Reopening a file descriptor

101 views
Skip to first unread message

torto...@gmail.com

unread,
Sep 18, 2017, 7:59:04 PM9/18/17
to ISO C++ Standard - Future Proposals
Possibly slightly off topic but bear with me.
Do C, C++ and Posix require a way to re-open a file descriptor?

The two common cases are:
* I have a file and after reading it I may decide I want to write it after all.
* I create a new file and having finished setting it up I want to make it read only.

Recent discussions about race free file systems have made me more aware of the potential problems with this.
When going from read to write you do need a permission check but the other way around you do not.

Ideally you should be able to re-open based on the file handle or descriptor to avoid a race if the file is moved, renamed or deleted.
This is similar to the situation with moving locks from shared read to write and back that can also be weak on Posix.

At present I think the only way to do this is to re-open the file using its path name unless you are using freopen with a null path-name.

The primary use of the freopen() function is to change the file associated with a standard text stream (stderr, stdin, or stdout)
In Posix it it is implementation defined whether freopen() will allow you to change the open mode:
  http://pubs.opengroup.org/onlinepubs/009695399/functions/freopen.html

I'm not clear whether the C standard says anything more.

There doesn't seem to be an equivalent for file descriptors.
Apparently some Unix-like OSs support using fcntl() with FD_SETFL but Posix specifically says flags for the read or write mode shall be ignored.

Windows has a ReOpenFile() call - https://msdn.microsoft.com/en-us/library/windows/desktop/aa365497(v=vs.85).aspx

So my question is should we try make this possible?
For example we might:

* make the behaviour of freopen() fully defined for the case of converting a FILE* from read to write or write to read
(something for WG14 not directly in scope for C++)

* add a new function to Posix like:
  int reopen(int fd, int flags)
(something for ŧhe Austin group not directly in scope for C++)

* add a reopen(mode) to std::basic_filebuf & std::basic_fstream
(very much in scope for C++ and perhaps a way of driving the other two?)
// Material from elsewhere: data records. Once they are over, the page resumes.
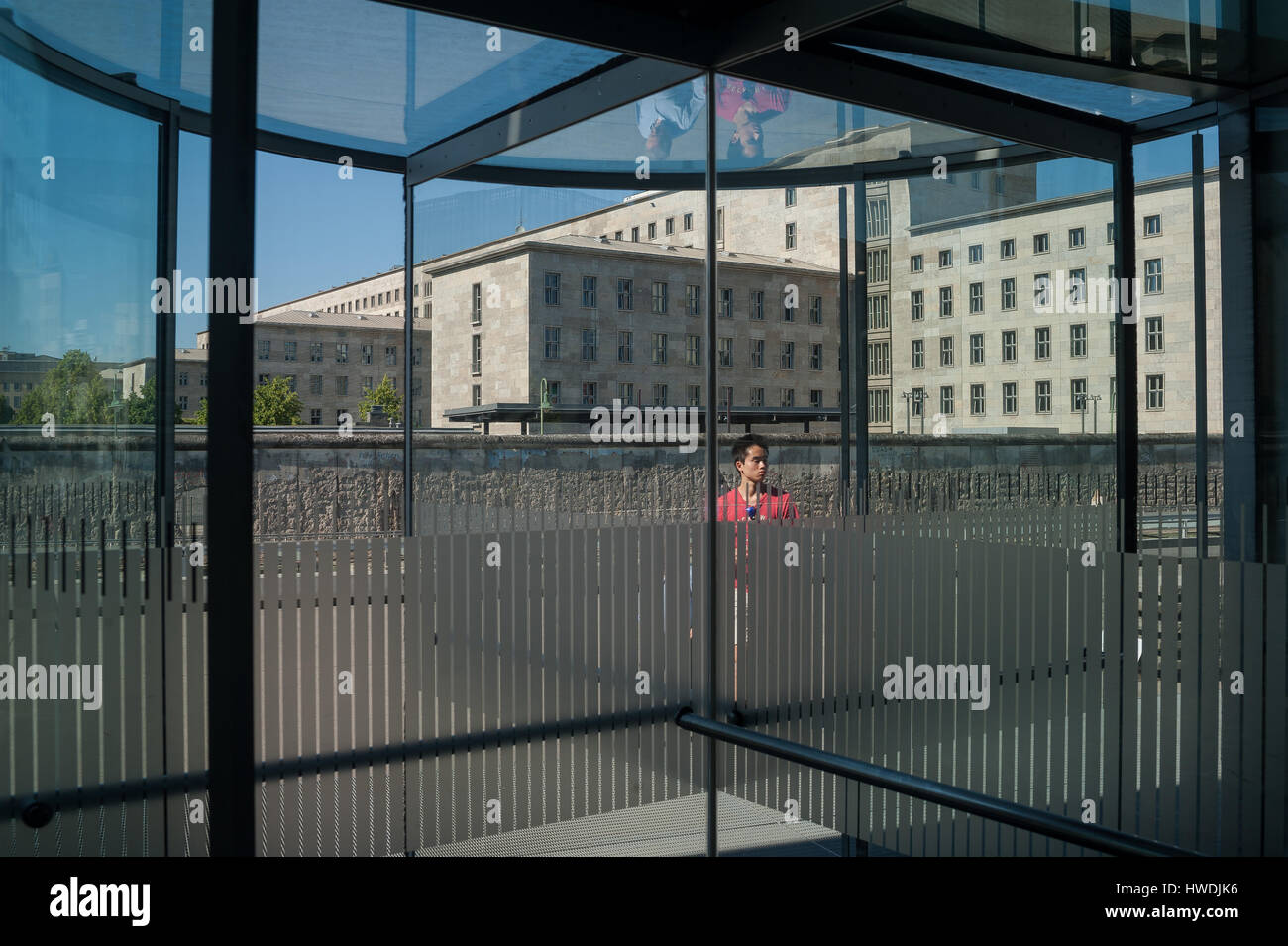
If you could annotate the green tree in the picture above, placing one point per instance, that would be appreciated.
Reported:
(275, 404)
(382, 395)
(72, 391)
(142, 404)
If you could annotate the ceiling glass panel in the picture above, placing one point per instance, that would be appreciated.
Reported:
(348, 72)
(1098, 98)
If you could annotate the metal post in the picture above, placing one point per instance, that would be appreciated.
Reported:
(231, 447)
(712, 473)
(408, 348)
(845, 352)
(1199, 344)
(1128, 308)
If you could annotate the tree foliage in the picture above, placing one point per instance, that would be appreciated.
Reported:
(384, 396)
(141, 407)
(275, 404)
(72, 391)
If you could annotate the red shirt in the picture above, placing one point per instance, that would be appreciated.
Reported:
(732, 93)
(769, 504)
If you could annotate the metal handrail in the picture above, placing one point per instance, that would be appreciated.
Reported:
(1008, 812)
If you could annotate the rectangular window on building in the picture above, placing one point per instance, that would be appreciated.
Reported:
(879, 265)
(1008, 293)
(879, 312)
(658, 299)
(1154, 334)
(879, 218)
(694, 349)
(1078, 394)
(1078, 340)
(1153, 277)
(694, 300)
(1077, 286)
(1154, 392)
(1042, 391)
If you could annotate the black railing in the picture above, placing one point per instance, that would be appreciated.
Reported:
(999, 809)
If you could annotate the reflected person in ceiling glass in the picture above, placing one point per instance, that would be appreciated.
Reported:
(747, 106)
(668, 115)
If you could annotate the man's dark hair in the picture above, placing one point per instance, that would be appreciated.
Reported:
(745, 443)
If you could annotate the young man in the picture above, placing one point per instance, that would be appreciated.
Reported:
(751, 499)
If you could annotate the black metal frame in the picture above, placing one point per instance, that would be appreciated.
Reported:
(678, 46)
I can't see this functionality in AFIO. Was it considered? Perhaps rejected because there is not currently a portable solution?

Thiago Macieira

unread,
Sep 18, 2017, 8:50:09 PM9/18/17
to std-pr...@isocpp.org
On Monday, 18 September 2017 16:59:04 PDT torto...@gmail.com wrote:
> Possibly slightly off topic but bear with me.
> Do C, C++ and Posix require a way to re-open a file descriptor?
>
> The two common cases are:
> * I have a file and after reading it I may decide I want to write it after
> all.
> * I create a new file and having finished setting it up I want to make it
> read only.

There's no such API. The closest I can think of is fcntl(F_SETFL), which won't
work. http://pubs.opengroup.org/onlinepubs/9699919799/functions/fcntl.html
says for F_SETFL:
"Bits corresponding to the file access mode and the file creation flags, as
defined in <fcntl.h>, that are set in arg shall be ignored."

Other possibilities I investigated:
1) using openat(2) with an empty path and the open file descriptor as the dfd:
this results in ENOENT because of the empty path (openat has no field to pass
AT_EMPTY_PATH). If you pass any non-empty path, you get ENOTDIR.

2) using first open(2) with O_PATH (Linux-specific) and then trying to open
that. Also fails the same way.

However, on Linux, you can make it work by opening "/proc/self/fd/%d" with the
file descriptor number. This will work even if the file has been deleted or was
not even present in the file system somewhere you could find. It also works for
file descriptors of other processes.

> So my question is should we try make this possible?
> For example we might:
>
> * make the behaviour of freopen() fully defined for the case of converting
> a FILE* from read to write or write to read
> (something for WG14 not directly in scope for C++)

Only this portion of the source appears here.